Dia um de junho de 1975. Portugal ardia de ânimos exaltados. Era o “verão quente” com o PREC – Processo Revolucionário em Curso, desabridamente a quer escangalhar tudo. As luzes do iluminismo de abril, à fina força queriam indicar o caminho do futuro dito como harmonioso.

Como em todos os processos históricos enroupados de revolucionários, uns queriam mudar mesmo tudo, outros não queriam mudar nada, e outros queriam que se mudasse alguma coisa para que tudo ficasse na mesma. É clássico, recorrente e repetente.

Na então vila do Peso da Régua, no majestático edifício da Casa do Douro, sede da Lavoura duriense, mas também local onde se construíram os equilíbrios possíveis e/ ou desejáveis entre os setores e a mando do poder central, um grupo de militares tentava impor uma nova Ordem.

Capitaneados pelo capitão Pardal, tinham a missão de extinguir a Casa do Douro enquanto Organização Corporativa, à semelhança do que havia acontecido com todas as outras. Não o conseguiram, porque pela frente, ou seja, dentro do edifício de mármore, deparam-se com forte e popular resistência.

De por entre os vinhedos veio um bom punhado de gente para defender a Casa do Douro ameaçada. Como em tudo por aqueles dias, aceleraram-se os corações, o quente sangue circulou nas veias e estonteou as cabeças. Num nada podia acontecer qualquer desgraça, porque os inimigos eram encontrados logo ali na ponta de um qualquer dedo indicador.
Não foi felizmente o caso. Nada de horrível aconteceu naquele dia na Rua dos Camilos na capital do Douro vinhateiro. Pelo que se sabe, nos gabinetes da Casa do Douro, homens sensatos e cordatos, afincadamente contactaram quem mandava e estava longe, negociaram, trabalharam, mas não extremaram.
Podiam ter ido aos píncaros da emoção que tolda o discernimento, mas não foram. Militares e civis berraram, pontapearam se calhar as cadeiras e esmurraram as mesas, mas nas faces alheias unicamente olharam eventualmente com ganas de sabe-se lá o que. Podiam ter deitado fogo pelos olhos e pelos canos, mas não. Foi só palavreado em redor dos panos.

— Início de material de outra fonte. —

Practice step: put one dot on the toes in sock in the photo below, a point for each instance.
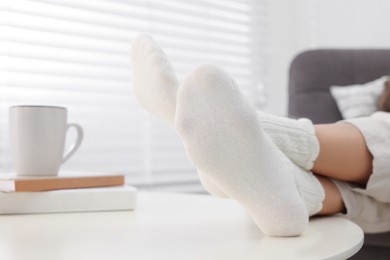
(155, 87)
(223, 137)
(154, 81)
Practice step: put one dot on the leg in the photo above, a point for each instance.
(333, 202)
(343, 153)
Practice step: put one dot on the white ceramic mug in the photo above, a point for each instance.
(37, 135)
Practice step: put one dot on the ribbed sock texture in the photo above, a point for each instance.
(295, 138)
(224, 138)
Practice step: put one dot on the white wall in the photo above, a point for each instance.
(303, 24)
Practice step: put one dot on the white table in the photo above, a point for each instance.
(169, 226)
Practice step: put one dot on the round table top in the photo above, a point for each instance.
(170, 226)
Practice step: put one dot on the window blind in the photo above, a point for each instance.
(76, 53)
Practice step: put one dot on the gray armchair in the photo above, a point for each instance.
(311, 74)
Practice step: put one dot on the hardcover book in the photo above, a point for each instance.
(69, 200)
(65, 180)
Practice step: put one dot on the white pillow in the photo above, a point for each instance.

Obviamente que não faltaram os berros que ninguém ouviu porque em momentos assim ninguém escuta. Levou-os o vento. Só um ficou na memória dos que são mais atentos aos pequenos pormenores que dão consistência à grande História. “Nem Cunhal nem Pardal”, ainda ecoa neste vale encantado o principal grito naquele dia naquele sítio.

Por certo o capitão com nome de ave ouviu-o. Tenho para mim que sabia que era tido como alguém que comia criancinhas ao pequeno almoço. Terá sido isso que o refreou e lhe manteve a pistola no coldre. Ao que sei, gostava e gosta desta região, como qualquer outro que nela tenha nascido. Nasceu cá e vive cá, por isso se esforçou.

Não se livrou nem livra do ferrete, mas é uma injustiça nascida e mantida pelo preconceito que se não dá ao trabalho de ver o homem e mais as suas circunstâncias em cada momento e em cada contexto histórico. Aquele militar de abril, merece isso. Não deve ser visto como o cacho podre no meio do cesto vindimo.

A Casa do Douro de então resistiu porque se lutou por ela e porque houve sabedoria. Sobreviveu como era. Não foi legalmente alterada, num caso único a par de uma outra instituição. Os pássaros arribaram, mas foram espantados para longe.

O Capitão Pardal soube conduzi-los na debandada, mas também soube estar enquanto foi senhor do ninho. Se foi vilão ou herói? Não sei. A História daquele dia e dos imediatamente próximos ainda não foi cabalmente contada, mas vilão, não. Porque digo isto, como quem diz, é vinho para outra pipa.